Based on internal metrics, half of the OpenERP custom code I produce for my customers is Python. The other half is XML (sigh).
If Python is well-equipped to enforce coding styles (thanks to pep8, pyflakes, pylint and the likes), it’s another story for XML. After some investigations and experiments, here is the best way I found to automate the cleaning of huge quantities of XML content.
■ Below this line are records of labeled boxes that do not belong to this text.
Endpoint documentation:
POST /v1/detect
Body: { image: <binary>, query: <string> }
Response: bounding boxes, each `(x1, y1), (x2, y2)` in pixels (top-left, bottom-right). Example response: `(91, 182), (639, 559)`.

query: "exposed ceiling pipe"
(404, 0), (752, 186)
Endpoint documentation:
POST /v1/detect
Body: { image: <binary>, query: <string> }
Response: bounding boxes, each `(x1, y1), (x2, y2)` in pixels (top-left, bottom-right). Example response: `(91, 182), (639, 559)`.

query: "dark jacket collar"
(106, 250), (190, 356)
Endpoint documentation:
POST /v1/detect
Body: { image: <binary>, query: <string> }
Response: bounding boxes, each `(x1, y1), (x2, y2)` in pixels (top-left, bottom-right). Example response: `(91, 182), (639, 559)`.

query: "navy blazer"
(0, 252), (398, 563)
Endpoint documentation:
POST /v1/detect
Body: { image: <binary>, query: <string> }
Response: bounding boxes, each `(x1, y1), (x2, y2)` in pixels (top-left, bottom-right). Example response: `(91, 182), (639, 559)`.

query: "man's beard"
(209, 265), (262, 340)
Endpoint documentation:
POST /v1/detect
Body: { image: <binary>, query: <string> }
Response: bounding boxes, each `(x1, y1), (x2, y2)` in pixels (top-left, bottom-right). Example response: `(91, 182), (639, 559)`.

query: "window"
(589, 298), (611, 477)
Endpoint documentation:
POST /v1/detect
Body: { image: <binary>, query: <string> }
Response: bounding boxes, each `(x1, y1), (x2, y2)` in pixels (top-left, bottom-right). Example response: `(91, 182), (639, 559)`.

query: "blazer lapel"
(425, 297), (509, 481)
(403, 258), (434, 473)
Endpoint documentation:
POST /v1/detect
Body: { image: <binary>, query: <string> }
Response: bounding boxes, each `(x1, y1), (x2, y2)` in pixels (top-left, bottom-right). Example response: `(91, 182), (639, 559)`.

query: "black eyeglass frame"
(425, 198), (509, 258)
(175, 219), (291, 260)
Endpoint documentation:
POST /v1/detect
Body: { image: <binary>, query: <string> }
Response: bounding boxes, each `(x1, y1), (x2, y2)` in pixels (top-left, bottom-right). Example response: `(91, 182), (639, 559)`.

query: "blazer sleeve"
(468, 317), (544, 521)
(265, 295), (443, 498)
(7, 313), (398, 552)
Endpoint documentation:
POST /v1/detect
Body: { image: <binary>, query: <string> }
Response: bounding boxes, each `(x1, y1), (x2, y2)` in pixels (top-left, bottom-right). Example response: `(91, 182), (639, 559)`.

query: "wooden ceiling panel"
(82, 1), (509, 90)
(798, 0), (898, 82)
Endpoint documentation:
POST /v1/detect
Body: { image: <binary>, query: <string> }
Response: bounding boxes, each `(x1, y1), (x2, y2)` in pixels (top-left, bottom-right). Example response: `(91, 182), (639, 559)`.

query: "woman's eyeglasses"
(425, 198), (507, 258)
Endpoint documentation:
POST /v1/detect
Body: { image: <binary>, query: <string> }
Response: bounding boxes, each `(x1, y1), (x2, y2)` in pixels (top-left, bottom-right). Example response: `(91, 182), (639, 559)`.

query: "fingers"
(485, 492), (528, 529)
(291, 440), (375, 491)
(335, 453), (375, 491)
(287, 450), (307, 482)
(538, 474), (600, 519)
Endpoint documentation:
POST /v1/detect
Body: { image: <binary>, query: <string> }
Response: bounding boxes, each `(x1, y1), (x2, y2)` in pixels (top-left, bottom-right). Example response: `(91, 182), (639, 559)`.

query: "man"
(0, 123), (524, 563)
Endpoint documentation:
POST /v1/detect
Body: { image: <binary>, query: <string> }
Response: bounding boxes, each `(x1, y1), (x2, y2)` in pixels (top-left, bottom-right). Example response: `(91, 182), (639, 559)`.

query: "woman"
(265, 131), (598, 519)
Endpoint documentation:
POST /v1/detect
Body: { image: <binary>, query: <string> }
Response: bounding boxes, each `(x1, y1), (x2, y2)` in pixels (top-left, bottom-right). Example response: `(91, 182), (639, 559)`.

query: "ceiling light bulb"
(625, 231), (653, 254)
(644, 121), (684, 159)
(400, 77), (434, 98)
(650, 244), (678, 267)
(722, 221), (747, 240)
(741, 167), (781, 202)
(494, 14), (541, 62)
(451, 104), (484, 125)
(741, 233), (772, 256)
First, we have to install some command-line utilities:
1 $ aptitude install libxml2-utils xsltproc
Override the default XML indention from 2 spaces to 4, before forcing the cleaning of each XML file found from our current folder:
1$ export XMLLINT_INDENT=" "
2$ find . -iname "*.xml" -exec xmllint --format --output "{}" "{}" \;
Now we have a set of normalized XML content.
Create an empty XSLT file named tidy.xslt and copy the following content in it:
<?xml version="1.0"?>
<xsl:stylesheet version="1.0" xmlns:xsl="http://www.w3.org/1999/XSL/Transform">
<!-- Produce an exact copy of the original XML content -->
<xsl:template match="@*|node()">
<xsl:copy>
<xsl:apply-templates select="@*|node()"/>
</xsl:copy>
</xsl:template>
<!-- Insert blank lines between each child element of data tags -->
<xsl:template match="data">
<xsl:copy>
<xsl:apply-templates select="@*"/>
<xsl:text>
</xsl:text>
<xsl:apply-templates select="node()"/>
</xsl:copy>
</xsl:template>
<xsl:template match="data/*">
<xsl:copy>
<xsl:apply-templates select="@*|node()"/>
</xsl:copy>
<xsl:text>
</xsl:text>
</xsl:template>
</xsl:stylesheet>
The XSLT file above will separate with a blank line all children of all data tags. If this particular example is designed for OpenERP’s XML, you can update the second and third xsl:template block to produce files fitting your taste and style.
Finally, you can apply our XSLT to all our local XML files:
1 $ find . -iname "*.xml" -exec xsltproc --output "{}" ./tidy.xslt "{}" \;